Configure the connection to a credential store

You specify a credential store to access during the password reset or password change process and other settings that control the process.

Before you begin

Role required: password_reset_admin or password_reset_credential_manager

About this task

Note: The Password Reset Windows Application supports only Active Directory (AD) credential stores.

Procedure

  1. Navigate to Password Reset > Credential Stores.
  2. Click New, enter a unique and meaningful Name and Description, and then fill in the form.

Field Value
Type

You can use credential store types (templates that provide a desired set of capabilities). Credential stores inherit the functionality of the credential store type.

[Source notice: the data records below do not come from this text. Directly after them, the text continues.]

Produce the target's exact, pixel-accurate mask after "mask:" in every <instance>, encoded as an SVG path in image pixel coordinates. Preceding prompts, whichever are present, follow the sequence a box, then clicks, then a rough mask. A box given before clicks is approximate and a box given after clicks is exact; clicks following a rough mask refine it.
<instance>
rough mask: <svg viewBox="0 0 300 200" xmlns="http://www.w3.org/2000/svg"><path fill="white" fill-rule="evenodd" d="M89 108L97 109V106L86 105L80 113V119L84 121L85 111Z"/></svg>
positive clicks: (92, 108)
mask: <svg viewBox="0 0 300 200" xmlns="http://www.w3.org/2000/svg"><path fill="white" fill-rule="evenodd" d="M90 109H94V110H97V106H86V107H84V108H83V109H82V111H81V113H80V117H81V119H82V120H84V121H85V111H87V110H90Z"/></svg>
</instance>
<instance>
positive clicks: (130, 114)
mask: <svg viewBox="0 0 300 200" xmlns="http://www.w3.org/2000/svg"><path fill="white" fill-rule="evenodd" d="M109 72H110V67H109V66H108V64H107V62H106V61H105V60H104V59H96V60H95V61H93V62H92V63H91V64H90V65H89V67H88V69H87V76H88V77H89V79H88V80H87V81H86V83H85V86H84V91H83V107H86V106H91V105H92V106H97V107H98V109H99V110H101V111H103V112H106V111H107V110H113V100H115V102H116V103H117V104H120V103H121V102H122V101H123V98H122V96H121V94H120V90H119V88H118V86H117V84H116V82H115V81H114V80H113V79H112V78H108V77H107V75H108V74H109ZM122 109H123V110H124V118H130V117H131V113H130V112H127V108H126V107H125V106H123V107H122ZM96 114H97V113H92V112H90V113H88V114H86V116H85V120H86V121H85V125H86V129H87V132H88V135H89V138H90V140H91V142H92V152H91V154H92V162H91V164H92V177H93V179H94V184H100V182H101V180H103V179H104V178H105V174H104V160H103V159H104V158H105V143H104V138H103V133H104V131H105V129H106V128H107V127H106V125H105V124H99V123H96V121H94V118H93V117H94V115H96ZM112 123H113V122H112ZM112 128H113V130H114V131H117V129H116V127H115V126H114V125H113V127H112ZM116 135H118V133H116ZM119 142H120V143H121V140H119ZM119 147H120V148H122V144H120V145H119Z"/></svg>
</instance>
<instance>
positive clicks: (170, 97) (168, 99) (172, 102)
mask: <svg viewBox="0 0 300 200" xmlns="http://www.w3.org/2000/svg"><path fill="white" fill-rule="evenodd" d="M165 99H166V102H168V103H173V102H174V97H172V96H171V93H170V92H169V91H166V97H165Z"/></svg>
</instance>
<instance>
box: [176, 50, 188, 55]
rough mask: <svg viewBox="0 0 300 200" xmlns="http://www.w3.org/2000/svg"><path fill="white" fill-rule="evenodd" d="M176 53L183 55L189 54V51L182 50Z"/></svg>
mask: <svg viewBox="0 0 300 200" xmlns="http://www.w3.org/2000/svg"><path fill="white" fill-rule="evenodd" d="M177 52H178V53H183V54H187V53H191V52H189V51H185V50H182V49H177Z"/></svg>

Note: The Password Reset Windows Application supports only AD Credential Store.
Installed credential store types:
  • Local ServiceNow Instance installed with Password Reset.
  • AD Credential Store installed with the Orchestration Add-on.
  • Remote (SOAP) ServiceNow installed with the Orchestration Add-on.
Auto-generate password Script include that generates a temporary password for use during the reset process.
Note: If you select the Enforce history policy check box, then you must specify a value for Auto-generate password.
Enforce history policy
To enforce the history policy that is configured for the credential store:
  1. Select the Enforce history policy check box.
  2. Follow the procedure that appears after this table.
Note: Active Directory domains can be configured to include a history policy that ensures that users do not reuse passwords. For example, the history policy might be configured to not allow the user to reuse any of the previous three passwords when resetting a password.
This option appears only if you select a credential store Type of AD Credential Store.
Hostname URL or IP address of the credential store that contains the user credential (for example, user names and passwords).
User account lookup Script include that maps the user ServiceNow platform ID to the user credential store ID. A default script, PwdDefaultUserAccountLookup, returns the user ServiceNow platform user name.
Password rule hint Text that is displayed to the user to help the user to create a password that meets the requirements that the Password rule script enforces.
Note: The Password Reset Windows Application supports newline characters in the hint. Other formatting is not supported (bold, underline, hyperlink, and so on).
Password rule Client script that validates the password that the user enters. The script is invoked when the user enters a new password and clicks Password Reset. You can use the script to enforce password strength/complexity requirements.

  1. Click Submit.

What to do next

If you selected the Enforce history policy check box, then follow these steps:
  1. Open the associated password reset process definition: Password Reset > Processes.
  2. On the Details tab of the Password Reset Process form, clear the Auto-generate password check box and then save the process definition.
  3. On the domain controller, set Password Aging (MIN_PASSWORD_AGE) to zero.
  4. On the domain controller, set the history policy to twice the desired number of passwords. For example, to enforce that the last three passwords are not repeated, set the history policy to six.
    Note: This is why you must set the history policy to twice the normal value: To enforce the history policy that is configured for the credential store, the system auto-generates a new temporary password for each reset cycle. The system auto-generates the temporary password even though you have cleared the Auto-generate password check box on the Password Reset Process form. Because the user immediately replaces the temporary password with a new password, two passwords are created for each reset cycle.